I ordered a bunch of gifts from Amazon a while back (December 12th) and opted for 'Super Saver Shipping' since it was 'guaranteed' to arrive before Christmas. I had the packages shipped to my office since some of the gifts were for Jodi. Fast forward to this past week when the packages finally shipped and I got to agonizingly watch the snails pace with which they moved closer to me using the USPS tracking system. Yesterday morning before 5:30 AM, both packages left their respective Detroit offices (one Allen Park, one Detroit) for presumably, Ann Arbor. Neither package was delivered yesterday, and moreover, neither apparently has even arrived at the Ann Arbor post office yet. I tried calling the USPS phone number to talk to someone and the person on the line told me that all they could tell me was the ship date and that they hadn't arrived -- they apparently didn't even know how to look up the tracking information. I asked if I could alter the instructions for delivery of the package to have them hold at the post office and I would pick it up Monday (since the office is closed, they won't deliver). She said, sir, the carrier has to attempt to deliver the package and fail to deliver it before you can pick it up.
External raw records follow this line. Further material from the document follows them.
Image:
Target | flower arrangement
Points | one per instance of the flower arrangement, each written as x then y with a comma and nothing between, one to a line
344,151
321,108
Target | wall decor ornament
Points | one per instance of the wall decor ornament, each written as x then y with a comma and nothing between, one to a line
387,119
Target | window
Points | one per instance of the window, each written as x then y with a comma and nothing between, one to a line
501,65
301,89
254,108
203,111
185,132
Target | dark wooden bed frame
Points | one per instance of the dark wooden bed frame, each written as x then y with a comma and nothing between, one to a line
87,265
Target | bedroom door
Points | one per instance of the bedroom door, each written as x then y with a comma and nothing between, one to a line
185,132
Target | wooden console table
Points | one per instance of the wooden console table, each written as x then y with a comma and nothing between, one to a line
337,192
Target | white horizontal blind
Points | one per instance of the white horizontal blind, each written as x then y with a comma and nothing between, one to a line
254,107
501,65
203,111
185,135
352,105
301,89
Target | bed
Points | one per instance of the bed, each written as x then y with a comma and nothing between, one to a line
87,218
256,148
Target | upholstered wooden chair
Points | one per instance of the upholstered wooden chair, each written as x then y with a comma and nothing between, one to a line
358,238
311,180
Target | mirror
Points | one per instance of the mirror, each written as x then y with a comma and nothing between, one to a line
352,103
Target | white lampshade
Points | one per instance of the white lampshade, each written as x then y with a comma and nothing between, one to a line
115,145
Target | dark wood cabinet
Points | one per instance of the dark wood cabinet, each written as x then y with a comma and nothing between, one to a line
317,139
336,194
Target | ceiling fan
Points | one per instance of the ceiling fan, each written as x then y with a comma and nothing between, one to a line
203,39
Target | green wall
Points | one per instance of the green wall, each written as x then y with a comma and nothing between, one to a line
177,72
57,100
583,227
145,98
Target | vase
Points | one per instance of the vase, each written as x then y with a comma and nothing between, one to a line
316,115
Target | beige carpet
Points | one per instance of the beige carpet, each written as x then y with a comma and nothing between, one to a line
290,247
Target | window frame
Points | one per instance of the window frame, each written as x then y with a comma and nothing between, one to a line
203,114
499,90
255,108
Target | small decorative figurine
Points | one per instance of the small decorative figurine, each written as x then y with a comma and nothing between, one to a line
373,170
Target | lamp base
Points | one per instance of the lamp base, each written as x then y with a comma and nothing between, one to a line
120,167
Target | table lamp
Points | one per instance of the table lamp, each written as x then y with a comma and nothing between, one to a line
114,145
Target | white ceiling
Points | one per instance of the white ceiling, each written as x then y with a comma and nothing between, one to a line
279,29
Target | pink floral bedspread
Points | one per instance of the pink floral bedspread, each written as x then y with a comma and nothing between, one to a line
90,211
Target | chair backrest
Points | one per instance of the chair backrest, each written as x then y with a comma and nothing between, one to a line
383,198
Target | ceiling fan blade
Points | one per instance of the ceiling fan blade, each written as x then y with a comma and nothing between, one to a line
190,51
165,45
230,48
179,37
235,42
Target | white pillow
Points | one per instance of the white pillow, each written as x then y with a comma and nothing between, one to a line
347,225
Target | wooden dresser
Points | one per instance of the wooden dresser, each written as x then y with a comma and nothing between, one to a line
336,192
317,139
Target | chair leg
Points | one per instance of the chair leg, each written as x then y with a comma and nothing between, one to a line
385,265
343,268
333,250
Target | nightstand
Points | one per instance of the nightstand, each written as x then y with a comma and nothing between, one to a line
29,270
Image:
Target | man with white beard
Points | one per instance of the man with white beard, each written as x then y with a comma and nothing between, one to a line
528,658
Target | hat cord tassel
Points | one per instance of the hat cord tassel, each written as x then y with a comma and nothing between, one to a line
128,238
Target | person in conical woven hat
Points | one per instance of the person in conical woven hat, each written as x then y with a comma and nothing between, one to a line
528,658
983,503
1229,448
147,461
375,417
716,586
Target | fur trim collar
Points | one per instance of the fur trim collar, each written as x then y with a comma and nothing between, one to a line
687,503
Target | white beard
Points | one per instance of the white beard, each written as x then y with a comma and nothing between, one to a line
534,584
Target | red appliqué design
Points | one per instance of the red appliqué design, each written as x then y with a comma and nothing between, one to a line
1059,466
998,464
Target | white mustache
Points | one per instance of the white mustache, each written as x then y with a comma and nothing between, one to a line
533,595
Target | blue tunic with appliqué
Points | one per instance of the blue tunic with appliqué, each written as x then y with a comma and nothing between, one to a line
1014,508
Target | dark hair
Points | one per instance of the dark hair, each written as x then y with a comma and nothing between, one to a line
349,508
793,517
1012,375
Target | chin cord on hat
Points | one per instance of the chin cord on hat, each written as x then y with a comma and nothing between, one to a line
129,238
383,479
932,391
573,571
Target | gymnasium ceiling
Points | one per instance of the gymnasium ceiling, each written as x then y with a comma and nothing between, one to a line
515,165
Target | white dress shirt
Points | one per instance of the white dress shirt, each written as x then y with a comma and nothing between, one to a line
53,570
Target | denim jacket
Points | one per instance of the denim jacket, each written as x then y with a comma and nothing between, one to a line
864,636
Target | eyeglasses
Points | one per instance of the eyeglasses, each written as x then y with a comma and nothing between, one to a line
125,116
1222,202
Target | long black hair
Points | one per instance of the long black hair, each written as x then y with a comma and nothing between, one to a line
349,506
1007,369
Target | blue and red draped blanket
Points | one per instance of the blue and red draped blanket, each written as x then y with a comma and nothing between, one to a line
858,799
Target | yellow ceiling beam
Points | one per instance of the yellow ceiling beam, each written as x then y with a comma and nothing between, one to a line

So in other words, there is no way I can get my package until they attempt to deliver it, which won't even happen until Wednesday. So much for guaranteed delivery.
UPDATE:
I am not good at taking 'no' for an answer on stuff like this, so I talked to our neighborhood mail carrier and she said to call the Post Office in Ann Arbor and talk to someone there -- they'll help. So I did. And they did. The lady I talked to at the Liberty Post Office was kind, helpful and is going to do what she can to help me track down the packages and if we can find them I can pick them up Monday (before 4 PM, since they'll close early -- she was pretty happy about that
). So, although I am still a little miffed about the whole ordeal, I can honestly say that when I finally got a real person at the PO that mattered, I was treated well and I believe things might work out in my favor at this point. We'll see...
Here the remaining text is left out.